The year has changed the hope for better moments now falls on the vaccine. In Portugal, 70 thousand doses have already been administered and the process is then underway. However, doubts arose regarding the effectiveness of Pfizer-BioNTech regarding the new strain of the COVID-19 virus.
A recent study suggests that the vaccine to be administered in Portugal is effectively effective against the new strain of the virus.
Pfizer-BioNTech vaccine effective against the new strain
A few weeks ago, the United Kingdom alerted the world to a new strain of the virus that causes COVID-19. This, after vaccines are being developed and several countries have already acquired that of Pfizer-BioNTech.
As a result, the concern returned and, globally, the question arose about the vaccine's effectiveness in relation to the new strain that appeared in the United Kingdom.
Although it was said that the vaccine could be effective, there were still no certainties. So, they are now the result of new research that suggests that the vaccine to be administered in Portugal can effectively protect against the new, apparently more infectious variants.

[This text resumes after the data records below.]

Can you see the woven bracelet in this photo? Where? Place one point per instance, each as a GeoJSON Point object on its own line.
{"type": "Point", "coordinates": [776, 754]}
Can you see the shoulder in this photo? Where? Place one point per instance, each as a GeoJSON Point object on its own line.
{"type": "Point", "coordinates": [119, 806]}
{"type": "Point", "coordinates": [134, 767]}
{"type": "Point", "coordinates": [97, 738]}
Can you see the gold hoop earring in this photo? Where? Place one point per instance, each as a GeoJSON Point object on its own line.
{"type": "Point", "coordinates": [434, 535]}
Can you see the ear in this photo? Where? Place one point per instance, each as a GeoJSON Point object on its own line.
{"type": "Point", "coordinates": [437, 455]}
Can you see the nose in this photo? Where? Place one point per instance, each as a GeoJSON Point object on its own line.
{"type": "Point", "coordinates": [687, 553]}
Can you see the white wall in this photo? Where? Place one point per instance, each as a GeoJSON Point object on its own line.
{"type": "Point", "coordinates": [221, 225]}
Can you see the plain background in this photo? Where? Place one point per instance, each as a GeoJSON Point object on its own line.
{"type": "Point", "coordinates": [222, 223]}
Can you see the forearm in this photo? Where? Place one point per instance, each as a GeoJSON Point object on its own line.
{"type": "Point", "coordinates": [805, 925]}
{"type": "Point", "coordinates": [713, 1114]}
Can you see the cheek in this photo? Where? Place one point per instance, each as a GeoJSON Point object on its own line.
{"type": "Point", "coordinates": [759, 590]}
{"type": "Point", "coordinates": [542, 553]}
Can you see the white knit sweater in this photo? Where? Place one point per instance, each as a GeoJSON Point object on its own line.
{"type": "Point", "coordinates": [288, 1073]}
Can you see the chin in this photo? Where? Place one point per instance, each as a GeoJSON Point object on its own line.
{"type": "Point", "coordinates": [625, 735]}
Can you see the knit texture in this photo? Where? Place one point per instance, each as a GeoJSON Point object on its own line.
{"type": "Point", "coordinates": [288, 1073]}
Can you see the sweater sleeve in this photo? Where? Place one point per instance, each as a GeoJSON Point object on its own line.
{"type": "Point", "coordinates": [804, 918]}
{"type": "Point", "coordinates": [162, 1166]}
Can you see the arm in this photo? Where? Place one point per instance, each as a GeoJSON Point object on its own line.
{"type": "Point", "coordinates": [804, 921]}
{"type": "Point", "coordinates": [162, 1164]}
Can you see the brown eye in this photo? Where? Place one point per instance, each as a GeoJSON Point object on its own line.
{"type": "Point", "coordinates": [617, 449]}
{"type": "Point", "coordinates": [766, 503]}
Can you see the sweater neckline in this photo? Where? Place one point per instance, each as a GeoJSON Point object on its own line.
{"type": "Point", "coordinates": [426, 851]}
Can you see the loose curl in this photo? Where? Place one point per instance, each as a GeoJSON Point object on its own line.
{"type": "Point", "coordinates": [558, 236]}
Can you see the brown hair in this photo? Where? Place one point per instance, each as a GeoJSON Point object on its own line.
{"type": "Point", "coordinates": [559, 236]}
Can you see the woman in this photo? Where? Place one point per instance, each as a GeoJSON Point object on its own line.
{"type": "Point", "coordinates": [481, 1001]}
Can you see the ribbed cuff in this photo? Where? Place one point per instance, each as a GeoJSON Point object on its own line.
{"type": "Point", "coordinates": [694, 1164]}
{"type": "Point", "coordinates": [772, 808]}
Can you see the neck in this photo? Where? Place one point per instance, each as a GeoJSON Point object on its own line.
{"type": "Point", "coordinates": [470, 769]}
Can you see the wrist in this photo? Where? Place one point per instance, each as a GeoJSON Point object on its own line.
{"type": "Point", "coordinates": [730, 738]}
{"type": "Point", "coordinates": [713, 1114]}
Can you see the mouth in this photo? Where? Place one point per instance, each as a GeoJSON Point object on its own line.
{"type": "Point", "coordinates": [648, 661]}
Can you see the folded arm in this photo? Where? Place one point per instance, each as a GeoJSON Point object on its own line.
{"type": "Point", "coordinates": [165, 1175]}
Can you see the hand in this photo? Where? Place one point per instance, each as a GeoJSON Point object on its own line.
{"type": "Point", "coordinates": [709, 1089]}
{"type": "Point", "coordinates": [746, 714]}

Vaccine readjustments are not out of the question
As reported, these variants carry multiple mutations, but share one that scholars believe is the reason they are more infectious. So, the N501Y is a slight change in one point of the spike protein that lines the virus.
According to the study, they used blood samples from 20 people who received the vaccine from Pfizer-BioNTech. Subsequently, the receptor antibodies successfully fought the virus in laboratory dishes.
It was a very reassuring discovery that at least this mutation, which was one of the ones that most worried people, does not seem to be a problem.
Revealed Philip Dormitzer, scientific head of Pfizer.
Although the study is still preliminary and has not been reviewed by experts, Anthony Fauci, the leading American infectious disease specialist, recently clarified that vaccines are designed to recognize multiple parts of the virus' spike protein. As such, they are unlikely to be effective against a new strain.
Even so, viruses inherently undergo small changes as they spread and, therefore, it is necessary to test and, if necessary, readjust the vaccine.